My tastes and interests are also developing in wild and unpredictable directions. Alcohol still excites me (I said I was getting old; I didn’t say I was dead), but there are rare occasions where the prospect of soup excites me even more. Instead of wanting to stay up until 4am, I get giddy thinking about sensible bedtimes and crawling into bed with a novel.
Some of these changes, though, are genuinely alarming. My current crushes include Jonathan Franzen and Ira Glass, men who are both greying and 51-years-old. Music festivals used to stir something deep within me—perhaps my heart; maybe my groin—but now my body says: “Benjamin, wouldn’t you rather go to a literary festival instead?
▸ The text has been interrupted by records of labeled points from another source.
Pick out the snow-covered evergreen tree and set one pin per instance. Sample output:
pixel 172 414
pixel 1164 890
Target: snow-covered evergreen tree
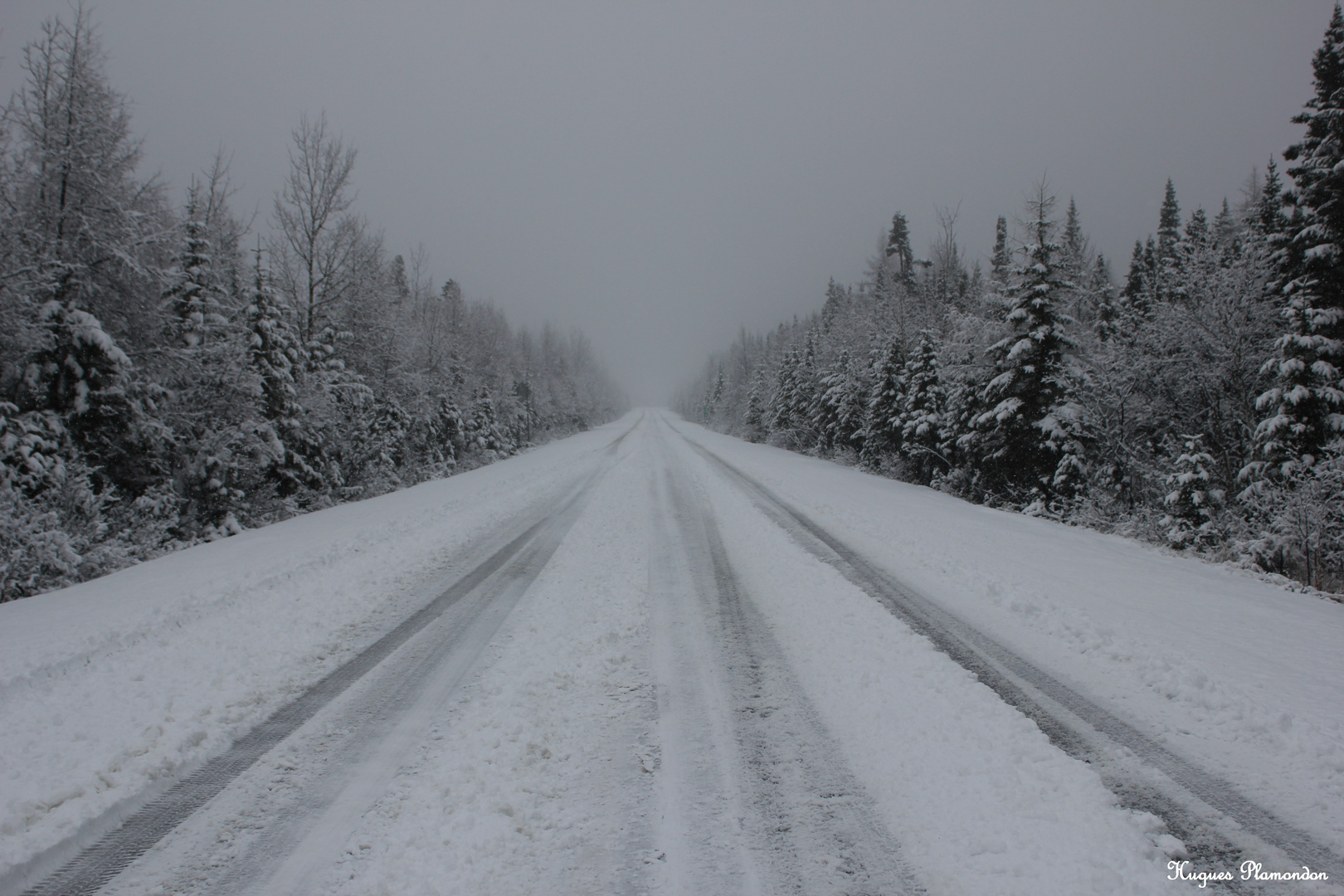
pixel 483 433
pixel 1019 441
pixel 1192 499
pixel 886 405
pixel 923 414
pixel 841 406
pixel 754 418
pixel 1307 402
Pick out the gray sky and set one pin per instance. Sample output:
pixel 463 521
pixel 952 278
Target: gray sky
pixel 659 173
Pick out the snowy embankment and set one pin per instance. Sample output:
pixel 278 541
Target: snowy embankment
pixel 116 685
pixel 1244 677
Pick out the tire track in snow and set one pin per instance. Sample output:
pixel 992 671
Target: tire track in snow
pixel 509 570
pixel 1195 804
pixel 756 796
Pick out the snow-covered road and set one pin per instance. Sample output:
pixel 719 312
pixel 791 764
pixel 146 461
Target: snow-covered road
pixel 650 659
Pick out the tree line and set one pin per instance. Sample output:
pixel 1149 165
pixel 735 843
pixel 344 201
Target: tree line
pixel 169 375
pixel 1198 403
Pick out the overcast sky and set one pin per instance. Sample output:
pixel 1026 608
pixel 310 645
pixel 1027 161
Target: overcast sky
pixel 659 173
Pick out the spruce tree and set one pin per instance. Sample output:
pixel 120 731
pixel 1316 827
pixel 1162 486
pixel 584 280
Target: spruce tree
pixel 1192 500
pixel 754 416
pixel 886 405
pixel 925 403
pixel 1020 438
pixel 898 249
pixel 1307 402
pixel 782 402
pixel 1001 258
pixel 1168 226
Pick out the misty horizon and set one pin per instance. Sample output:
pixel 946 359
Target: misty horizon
pixel 659 179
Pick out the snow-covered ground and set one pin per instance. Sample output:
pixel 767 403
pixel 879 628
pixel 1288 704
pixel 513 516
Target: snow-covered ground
pixel 683 700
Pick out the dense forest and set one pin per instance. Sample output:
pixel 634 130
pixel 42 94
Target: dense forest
pixel 1198 403
pixel 173 373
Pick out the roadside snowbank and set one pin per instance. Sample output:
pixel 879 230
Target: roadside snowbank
pixel 1235 674
pixel 116 685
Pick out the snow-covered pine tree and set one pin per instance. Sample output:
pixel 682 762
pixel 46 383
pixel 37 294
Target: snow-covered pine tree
pixel 1192 500
pixel 1137 281
pixel 1307 402
pixel 756 414
pixel 1022 438
pixel 806 392
pixel 840 407
pixel 1001 261
pixel 780 414
pixel 1268 214
pixel 1226 229
pixel 483 431
pixel 836 299
pixel 886 405
pixel 1168 245
pixel 192 296
pixel 272 347
pixel 923 414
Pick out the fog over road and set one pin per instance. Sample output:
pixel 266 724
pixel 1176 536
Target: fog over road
pixel 656 660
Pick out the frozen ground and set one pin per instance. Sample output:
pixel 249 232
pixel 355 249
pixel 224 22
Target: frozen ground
pixel 659 681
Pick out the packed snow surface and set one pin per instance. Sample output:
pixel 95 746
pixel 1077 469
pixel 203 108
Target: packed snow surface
pixel 597 742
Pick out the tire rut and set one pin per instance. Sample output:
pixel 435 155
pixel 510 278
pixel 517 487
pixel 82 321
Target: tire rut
pixel 811 826
pixel 511 567
pixel 1191 801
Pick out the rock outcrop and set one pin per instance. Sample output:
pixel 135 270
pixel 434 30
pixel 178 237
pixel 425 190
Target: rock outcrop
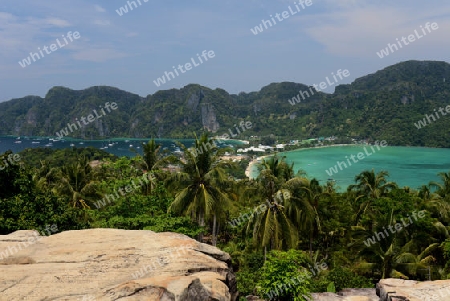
pixel 410 290
pixel 112 264
pixel 348 294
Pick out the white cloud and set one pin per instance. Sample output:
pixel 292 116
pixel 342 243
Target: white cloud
pixel 102 22
pixel 57 22
pixel 98 55
pixel 360 30
pixel 99 8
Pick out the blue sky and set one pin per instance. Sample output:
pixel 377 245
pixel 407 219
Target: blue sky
pixel 133 50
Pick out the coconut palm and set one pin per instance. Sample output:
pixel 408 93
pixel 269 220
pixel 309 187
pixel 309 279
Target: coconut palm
pixel 370 186
pixel 443 189
pixel 78 183
pixel 202 183
pixel 272 227
pixel 302 206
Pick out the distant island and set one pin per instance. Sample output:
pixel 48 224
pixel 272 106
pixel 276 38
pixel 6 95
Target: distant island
pixel 387 105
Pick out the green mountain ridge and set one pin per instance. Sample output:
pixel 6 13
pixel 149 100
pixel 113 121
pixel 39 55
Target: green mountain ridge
pixel 379 106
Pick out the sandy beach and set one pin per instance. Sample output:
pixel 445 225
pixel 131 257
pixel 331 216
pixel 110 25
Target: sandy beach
pixel 255 161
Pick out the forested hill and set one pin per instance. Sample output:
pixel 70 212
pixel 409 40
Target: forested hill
pixel 380 106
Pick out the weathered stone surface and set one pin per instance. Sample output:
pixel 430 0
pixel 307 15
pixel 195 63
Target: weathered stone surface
pixel 347 295
pixel 410 290
pixel 111 264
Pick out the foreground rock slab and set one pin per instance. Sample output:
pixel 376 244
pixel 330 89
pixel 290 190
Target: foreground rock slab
pixel 410 290
pixel 112 264
pixel 348 294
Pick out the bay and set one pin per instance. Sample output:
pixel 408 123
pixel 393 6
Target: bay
pixel 117 146
pixel 407 166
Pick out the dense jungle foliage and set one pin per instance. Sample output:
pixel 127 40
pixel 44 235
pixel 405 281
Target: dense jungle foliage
pixel 288 235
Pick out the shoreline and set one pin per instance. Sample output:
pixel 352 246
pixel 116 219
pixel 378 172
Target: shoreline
pixel 255 161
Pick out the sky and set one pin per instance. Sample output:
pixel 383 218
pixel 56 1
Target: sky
pixel 131 50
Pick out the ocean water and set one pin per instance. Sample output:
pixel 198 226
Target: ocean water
pixel 117 146
pixel 407 166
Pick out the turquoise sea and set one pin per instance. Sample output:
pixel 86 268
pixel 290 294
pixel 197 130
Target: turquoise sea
pixel 117 146
pixel 407 166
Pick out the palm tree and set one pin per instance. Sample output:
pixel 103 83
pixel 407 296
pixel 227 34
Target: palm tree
pixel 78 182
pixel 302 206
pixel 279 168
pixel 272 227
pixel 202 184
pixel 370 186
pixel 433 202
pixel 442 189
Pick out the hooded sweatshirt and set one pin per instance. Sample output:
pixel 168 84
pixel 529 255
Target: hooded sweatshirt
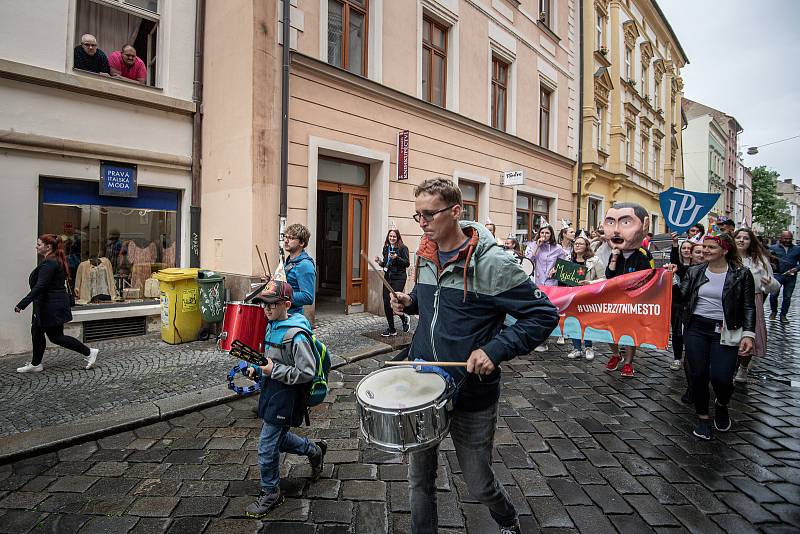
pixel 462 305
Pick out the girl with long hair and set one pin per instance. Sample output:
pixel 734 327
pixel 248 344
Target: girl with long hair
pixel 756 258
pixel 719 317
pixel 51 304
pixel 394 261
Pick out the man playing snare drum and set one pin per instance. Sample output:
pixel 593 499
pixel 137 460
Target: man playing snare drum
pixel 465 286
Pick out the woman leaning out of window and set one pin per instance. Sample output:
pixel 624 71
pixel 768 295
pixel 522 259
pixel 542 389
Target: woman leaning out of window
pixel 718 312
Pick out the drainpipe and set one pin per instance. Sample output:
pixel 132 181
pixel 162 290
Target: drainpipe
pixel 197 135
pixel 284 121
pixel 580 117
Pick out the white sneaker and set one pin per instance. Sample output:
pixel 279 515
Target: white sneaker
pixel 741 374
pixel 91 358
pixel 30 368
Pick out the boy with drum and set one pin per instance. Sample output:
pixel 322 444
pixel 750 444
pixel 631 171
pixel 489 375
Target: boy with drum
pixel 465 286
pixel 284 385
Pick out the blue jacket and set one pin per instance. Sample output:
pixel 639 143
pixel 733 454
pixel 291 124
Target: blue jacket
pixel 462 305
pixel 283 394
pixel 787 259
pixel 302 276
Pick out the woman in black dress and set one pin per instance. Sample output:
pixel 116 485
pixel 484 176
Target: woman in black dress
pixel 394 262
pixel 51 304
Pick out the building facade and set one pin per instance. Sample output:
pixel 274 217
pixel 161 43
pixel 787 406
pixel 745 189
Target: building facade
pixel 73 141
pixel 465 89
pixel 632 121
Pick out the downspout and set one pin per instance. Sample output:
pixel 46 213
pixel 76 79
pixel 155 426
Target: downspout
pixel 284 121
pixel 197 135
pixel 580 118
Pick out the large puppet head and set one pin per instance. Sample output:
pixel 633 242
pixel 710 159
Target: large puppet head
pixel 625 225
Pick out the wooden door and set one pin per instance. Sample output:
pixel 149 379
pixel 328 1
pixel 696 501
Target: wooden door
pixel 358 240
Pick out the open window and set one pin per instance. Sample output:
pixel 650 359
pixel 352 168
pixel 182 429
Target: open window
pixel 115 23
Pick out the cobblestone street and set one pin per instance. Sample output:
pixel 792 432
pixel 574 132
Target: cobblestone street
pixel 578 450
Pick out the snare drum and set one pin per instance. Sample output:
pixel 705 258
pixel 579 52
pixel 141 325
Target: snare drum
pixel 245 322
pixel 402 410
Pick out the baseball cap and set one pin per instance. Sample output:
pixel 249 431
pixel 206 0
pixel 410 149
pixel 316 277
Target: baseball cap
pixel 276 291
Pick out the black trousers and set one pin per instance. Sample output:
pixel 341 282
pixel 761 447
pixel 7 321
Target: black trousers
pixel 398 284
pixel 709 362
pixel 56 335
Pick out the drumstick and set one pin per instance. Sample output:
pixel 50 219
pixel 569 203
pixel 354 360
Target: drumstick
pixel 262 261
pixel 435 364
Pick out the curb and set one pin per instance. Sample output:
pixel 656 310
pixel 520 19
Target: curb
pixel 48 439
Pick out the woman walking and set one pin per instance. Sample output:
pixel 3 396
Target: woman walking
pixel 394 262
pixel 756 258
pixel 719 317
pixel 544 252
pixel 582 255
pixel 51 304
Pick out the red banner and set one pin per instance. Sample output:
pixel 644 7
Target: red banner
pixel 632 309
This way, you get to sit down in air-conditioning!” Call me crazy, but I’m now involuntarily drawn to the smell of paperbacks and old women’s perfume, rather than the telling odours of the mosh pit: VB, unwashed armpits and overused crotches.
I do miss my teen years and early 20s, but I don’t have the heart for some of my favourite activities of that era any more. Back then, leisure time meant marathon sessions of Toohey’s New and Nintendo, or stealing bottles of cheap champagne from art exhibitions before sculling it behind industrial bins like glamorous hobos. It was fun and we were poor, but now that whole process sounds exhausting.
Young people: you are allowed to be horrified by what I’ve become. By the time you read this, I’ll have turned 28, and it will only roughly 700 days before I turn 30. But most of my best friends are well into their 30s and 40s now, and they’re already showing me that it’s the period in your life where you evolve into the smartest, most attractive and capable version of yourself. And it’s no use worrying about getting older, especially when you can take a nap instead. Whatever happens, wake me up when I’m 30. Maybe I’ll surprise myself by getting wild and disgracing myself. But for now, it’s 10pm. Sorry, folks. Bedtime calls.